Fransa Cumhurbaşkanı Emmanuel Macron geçtiğimiz hafta beraberindeki iş insanlarıyla birlikte Çin’e resmi bir ziyaret yaptı. Ziyaretine AB Komisyon Başkanı Ursula von der Leyen de eşlik etti. Gitmeden önce belli ki kırılmasın, ABD ile olan ilişkiler zorlanmasın diye Biden’la konuştu. Yaptığı açıklamalarda ziyaretini Ukrayna savaşında Çin’in oynayabileceği rolle ilişkilendirdi. Ama hedef bariz bir şekilde Çin’i kaybetmemek, Rusya’daki gibi Çin pazarından da olmamaktı.

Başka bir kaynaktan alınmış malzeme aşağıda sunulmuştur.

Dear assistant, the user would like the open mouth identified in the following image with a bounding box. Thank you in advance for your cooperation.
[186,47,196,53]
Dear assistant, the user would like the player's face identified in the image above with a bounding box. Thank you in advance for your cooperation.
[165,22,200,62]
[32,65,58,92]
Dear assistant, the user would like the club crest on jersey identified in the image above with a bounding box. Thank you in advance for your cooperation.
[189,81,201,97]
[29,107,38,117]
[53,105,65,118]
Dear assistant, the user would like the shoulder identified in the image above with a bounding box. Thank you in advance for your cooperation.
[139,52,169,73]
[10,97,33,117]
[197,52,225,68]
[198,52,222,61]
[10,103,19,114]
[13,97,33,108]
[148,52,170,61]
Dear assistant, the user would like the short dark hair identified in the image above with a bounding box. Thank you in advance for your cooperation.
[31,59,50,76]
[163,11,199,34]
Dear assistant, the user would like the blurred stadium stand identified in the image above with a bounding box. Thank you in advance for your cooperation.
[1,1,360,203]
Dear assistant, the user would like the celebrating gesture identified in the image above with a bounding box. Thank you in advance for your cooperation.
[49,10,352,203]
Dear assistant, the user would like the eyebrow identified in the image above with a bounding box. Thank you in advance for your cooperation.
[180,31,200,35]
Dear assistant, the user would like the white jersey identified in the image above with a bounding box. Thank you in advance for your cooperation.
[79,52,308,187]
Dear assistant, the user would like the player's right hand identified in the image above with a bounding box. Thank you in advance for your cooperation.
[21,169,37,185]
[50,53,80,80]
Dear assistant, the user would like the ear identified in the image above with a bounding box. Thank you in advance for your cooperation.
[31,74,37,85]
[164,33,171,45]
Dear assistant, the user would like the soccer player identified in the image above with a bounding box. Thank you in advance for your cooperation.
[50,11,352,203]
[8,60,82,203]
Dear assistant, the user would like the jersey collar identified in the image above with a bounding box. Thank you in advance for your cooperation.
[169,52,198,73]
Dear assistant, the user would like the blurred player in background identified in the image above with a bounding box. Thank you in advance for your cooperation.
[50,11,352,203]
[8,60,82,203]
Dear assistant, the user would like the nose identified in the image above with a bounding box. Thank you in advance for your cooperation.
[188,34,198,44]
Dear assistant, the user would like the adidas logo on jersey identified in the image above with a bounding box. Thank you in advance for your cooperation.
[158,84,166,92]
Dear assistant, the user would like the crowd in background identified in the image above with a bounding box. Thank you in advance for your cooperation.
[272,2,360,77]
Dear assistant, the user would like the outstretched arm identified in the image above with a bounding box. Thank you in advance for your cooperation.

Zaten dönüş yolunda Les Ecos ve Politico’ya verdiği mülakatta da Macron bunun altını diplomatik bir dille çizdi. Avrupa’nın Tayvan konusunda ne Amerika’yı ne de Çin’i takip etmemesi gerektiğini söyledi. Kritik konularda başkalarına bağlı olmamalıyız, bizim olmayan krizlere sahip çıkmamalıyız, Amerika’nın ritmine, Çin’in de aşırı reaksiyonuna uymamalıyız mealinde konuştu. Bir de üstelik dünyanın üçüncü kutbu haline gelmeliyiz deyince ortalık karıştı.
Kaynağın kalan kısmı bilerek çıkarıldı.